SUS À LA DÉTERSION ! - L'Infirmière Magazine n° 365 du 01/11/2015 | Espace Infirmier
 

L'infirmière Magazine n° 365 du 01/11/2015

 

ANTISEPSIE

ACTUALITÉS

COLLOQUES

AVELINE MARQUES  

Une étude présentée au congrès de la Société française d’anesthésie et de réanimation (Sfar), mi-septembre à Paris, remet en cause l’intérêt de l’antisepsie en quatre temps.

Nettoyer la peau avec un détergent antiseptique, la rincer à l’eau stérile, la sécher avec des compresses stériles puis appliquer un antiseptique. Cette procédure, recommandée depuis 2003(1) par la Société française d’hygiène hospitalière (SF2H), est répétée avant chaque pose de cathéter. Quatre gestes, chronophages pour les infirmières, qui n’auraient en fait aucun intérêt. C’est ce que démontre l’étude Clean, publiée dans The Lancet et présentée au congrès de la Sfar, à laquelle 11 unités de réanimation françaises ont participé entre octobre 2012 et février 2014. Incluant 2 349 patients adultes nécessitant la pose d’un cathéter artériel, veineux central ou d’épuration extra-rénale, Clean avait pour objectif de comparer l’efficacité de quatre stratégies d’antiseptie cutanée dans la lutte contre les infections associées aux cathéters, qui proviennent dans 60 % des cas de la contamination de la flore cutanée : utilisation de chlorhexidine alcoolique à 2 % (CHG-OH) ou de la povidone iodée alcoolique à 5 % (PVI-OH), avec ou sans détersion.

Attente des soignants

Les résultats sont sans appel : la CHG-OH réduit de 79 % le risque de contracter une infection bactériémique liée au cathéter (ILC) ; l’incidence est de 0,28 ILC pour 1 000 jours-cathéter pour la CHG-OH, contre 1,32 avec la PVI-OH. Le surcoût lié à l’usage de la CHG-OH, évalué à 227 euros par infection évitée, n’est rien comparé à celui du traitement d’une ILC : 19 583 euros.
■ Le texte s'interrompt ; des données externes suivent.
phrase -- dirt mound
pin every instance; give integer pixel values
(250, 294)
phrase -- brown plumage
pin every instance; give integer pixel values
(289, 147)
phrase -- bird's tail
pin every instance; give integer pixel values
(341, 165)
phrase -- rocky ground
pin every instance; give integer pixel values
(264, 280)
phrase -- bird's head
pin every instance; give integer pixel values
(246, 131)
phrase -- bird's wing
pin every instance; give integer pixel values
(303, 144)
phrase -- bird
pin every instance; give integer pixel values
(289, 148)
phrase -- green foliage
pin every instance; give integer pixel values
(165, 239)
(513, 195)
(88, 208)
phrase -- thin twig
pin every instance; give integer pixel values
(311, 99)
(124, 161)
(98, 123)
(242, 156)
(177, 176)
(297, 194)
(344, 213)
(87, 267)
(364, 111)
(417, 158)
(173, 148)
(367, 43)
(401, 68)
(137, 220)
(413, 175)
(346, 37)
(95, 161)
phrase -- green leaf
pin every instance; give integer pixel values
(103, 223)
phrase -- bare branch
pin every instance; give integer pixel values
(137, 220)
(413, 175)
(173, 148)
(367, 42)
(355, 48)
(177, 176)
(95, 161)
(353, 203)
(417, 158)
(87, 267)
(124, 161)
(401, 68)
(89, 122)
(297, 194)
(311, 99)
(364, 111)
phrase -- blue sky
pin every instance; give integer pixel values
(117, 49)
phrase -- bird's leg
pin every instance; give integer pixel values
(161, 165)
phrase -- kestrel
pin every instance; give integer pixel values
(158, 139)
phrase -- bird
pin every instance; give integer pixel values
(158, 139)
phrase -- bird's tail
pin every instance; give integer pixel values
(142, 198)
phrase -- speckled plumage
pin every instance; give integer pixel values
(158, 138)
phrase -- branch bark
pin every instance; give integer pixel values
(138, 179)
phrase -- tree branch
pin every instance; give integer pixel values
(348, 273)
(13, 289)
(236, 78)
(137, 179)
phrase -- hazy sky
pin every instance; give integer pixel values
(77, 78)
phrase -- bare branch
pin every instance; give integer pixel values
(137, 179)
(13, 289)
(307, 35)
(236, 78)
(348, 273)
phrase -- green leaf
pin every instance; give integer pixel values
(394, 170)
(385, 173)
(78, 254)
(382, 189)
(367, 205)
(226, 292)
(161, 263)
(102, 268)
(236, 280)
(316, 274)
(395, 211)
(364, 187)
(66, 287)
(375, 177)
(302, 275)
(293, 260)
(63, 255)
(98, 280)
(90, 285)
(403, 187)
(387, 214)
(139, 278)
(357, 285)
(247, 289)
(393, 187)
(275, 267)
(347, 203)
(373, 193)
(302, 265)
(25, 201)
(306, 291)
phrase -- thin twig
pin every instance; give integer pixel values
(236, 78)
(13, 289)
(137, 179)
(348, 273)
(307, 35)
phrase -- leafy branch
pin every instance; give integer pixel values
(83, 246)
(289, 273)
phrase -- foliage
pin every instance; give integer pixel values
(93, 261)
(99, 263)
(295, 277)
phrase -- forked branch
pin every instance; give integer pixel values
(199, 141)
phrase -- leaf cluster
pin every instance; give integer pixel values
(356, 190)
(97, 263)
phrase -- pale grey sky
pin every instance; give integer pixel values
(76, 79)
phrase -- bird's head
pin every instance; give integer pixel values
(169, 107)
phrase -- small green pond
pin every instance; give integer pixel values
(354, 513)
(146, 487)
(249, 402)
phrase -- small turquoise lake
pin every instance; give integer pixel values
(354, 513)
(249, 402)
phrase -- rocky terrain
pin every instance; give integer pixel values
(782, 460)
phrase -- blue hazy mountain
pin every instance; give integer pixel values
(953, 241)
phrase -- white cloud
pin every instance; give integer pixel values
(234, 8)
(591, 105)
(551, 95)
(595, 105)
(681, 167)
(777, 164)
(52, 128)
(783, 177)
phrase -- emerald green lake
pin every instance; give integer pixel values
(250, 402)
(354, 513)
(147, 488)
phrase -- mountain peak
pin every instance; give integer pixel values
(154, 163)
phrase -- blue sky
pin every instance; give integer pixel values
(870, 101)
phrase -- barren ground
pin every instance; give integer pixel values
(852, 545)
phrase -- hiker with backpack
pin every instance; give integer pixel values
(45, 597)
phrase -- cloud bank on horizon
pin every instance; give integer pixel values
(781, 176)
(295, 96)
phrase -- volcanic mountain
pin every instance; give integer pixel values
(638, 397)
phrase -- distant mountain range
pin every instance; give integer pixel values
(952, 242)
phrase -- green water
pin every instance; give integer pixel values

Les procédures d’antisepsie en un temps et en quatre temps ont obtenu des résultats comparables, démontrant l’absence de bénéfice supplémentaire de la réalisation d’une détersion. « La France est le seul pays qui recommande encore la détersion, souligne le Pr Olivier Mimoz, chef de service de réanimation chirurgicale polyvalente du CHU de Poitiers et auteur de l’étude. Des recommandations contraires, basées sur l’étude Clean, devraient être publiées en 2016 par la SF2H. L’attente des soignants est forte : cette procédure est contraignante et consomme beaucoup de produits. » La France s’alignerait ainsi sur les États-Unis et la Grande-Bretagne, qui ont opté pour la CHG-OH sans détersion préalable. Prochaine étape : évaluer l’intérêt de cette stratégie en milieu opératoire, dans la préparation de la pose de cathéters périphériques ou de péridurales.

1- En 2013, la SF2H a adopté une position moins tranchée qu’en 2003, ne se prononçant pas sur la détersion d’une peau non souillée en préopératoire, mais maintenant sa recommandation pour une peau souillée. La société savante laisse le choix de l’antiseptique à utiliser.